Usulan perubahan mekanisme anggaran ini dipertegas pada Pasal 67 yang menyebutkan bahwa “Dalam hal pemenuhan dukungan anggaran TNI, Panglima mengajukan kepada Menteri Pertahanan…” yang kemudian diubah menjadi mengajukan “kepada Menteri Keuangan” untuk dibiayai APBN.

“Dengan adanya perubahan tersebut, Kemhan tidak hanya sekedar dilangkahi kewenangannya, tapi juga menempatkan proses penyusunan anggaran TNI di luar kontrol pemerintah karena TNI dapat mengajukan sendiri dan langsung kepada Menteri Keuangan untuk dibiayai dalam APBN,” kata Koalisi.

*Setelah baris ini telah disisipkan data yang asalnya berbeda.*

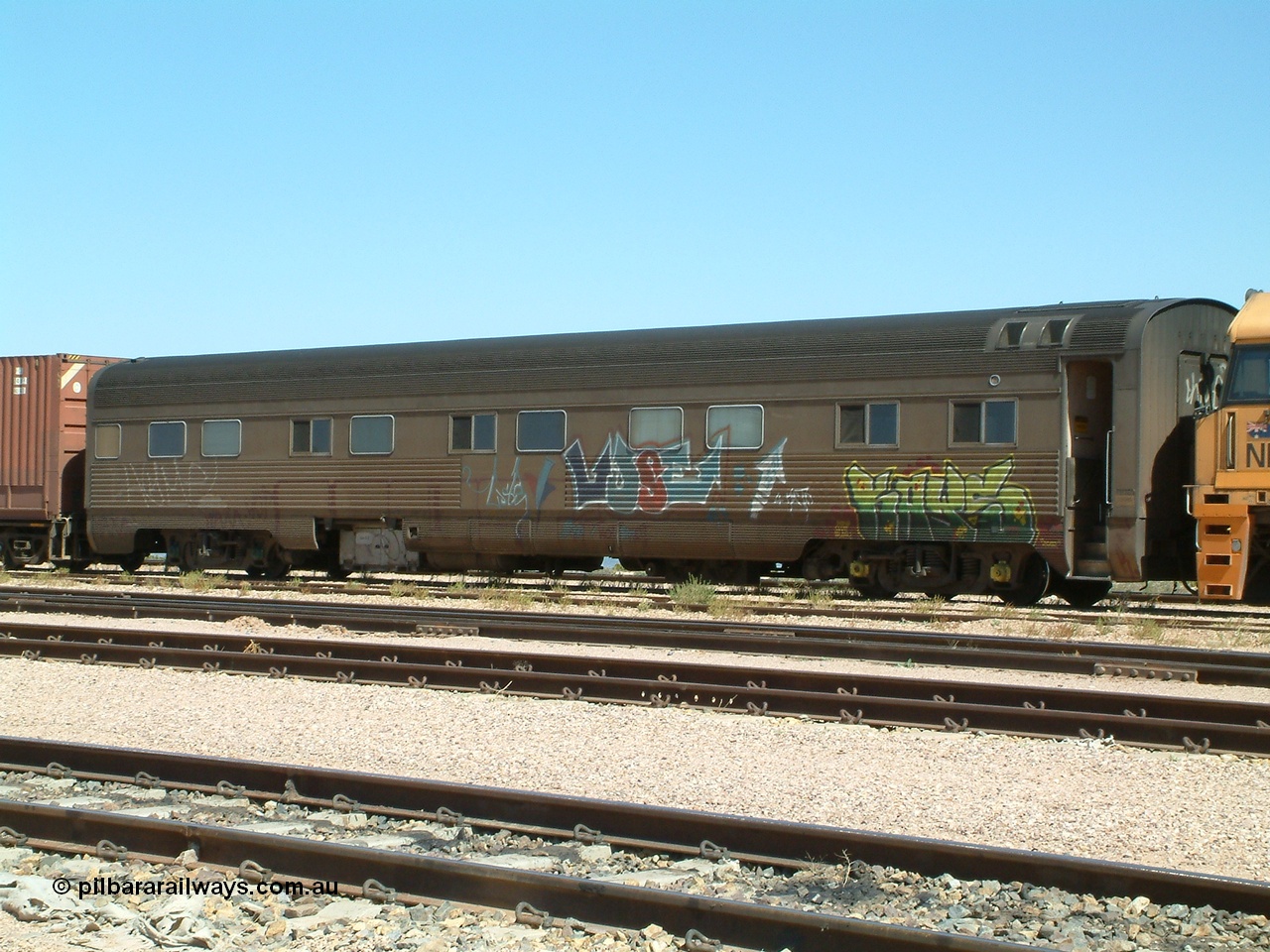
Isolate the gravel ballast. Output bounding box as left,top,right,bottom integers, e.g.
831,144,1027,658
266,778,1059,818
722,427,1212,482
0,658,1270,879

Selain itu, tambah Koalisi, terjadi juga perubahan pada Pasal 66 ayat 1 UU TNI, dari yang saat ini berlaku yaitu “TNI dibiayai dari anggaran pertahanan negara yang berasal dari Anggaran Pendapatan dan Belanja Negara” lalu diubah menjadi “TNI dibiayai dari Anggaran Pendapatan dan Belanja Negara”.

“Perubahan ini menunjukan akan ada pos anggaran baru bagi TNI di luar anggaran pertahanan. Hak ini akan membuka ruang anggaran non-budgeter yang dulu pernah ada dan dihapuskan karena rawan terjadinya penyimpangan,” ujar Koalisi.

Terkait hal itu, Kapuspen TNI, Laksda Julius menjelaskan, usulan perubahan bertujuan demi tercapainya efisiensi birokrasi.

Julius mengatakan, jalur birokrasi yang singkat akan membuat proses pengadaan lebih efektif, efisien dan lebih mudah dikontrol.

“Saya tidak setuju kalau kemudian dengan usul ini TNI dibilang menolak supremasi sipil. Kementerian Keuangan kan juga sipil. Malah semua jajarannya murni sipil,” kata Julius.

Julius mengatakan, ketika jalur birokrasi melewati banyak instansi, pengalaman selama ini, memunculkan banyak kebijakan politik yang membuat kebutuhan dan persenjataan yang dibeli tidak sesuai.

“Ketika jalur birokrasinya melewati banyak instansi, pengalaman selama ini banyaknya kebijakan politik membuat kebutuhan dan persenjataan yang dibeli tidak sesuai,” kata Julius.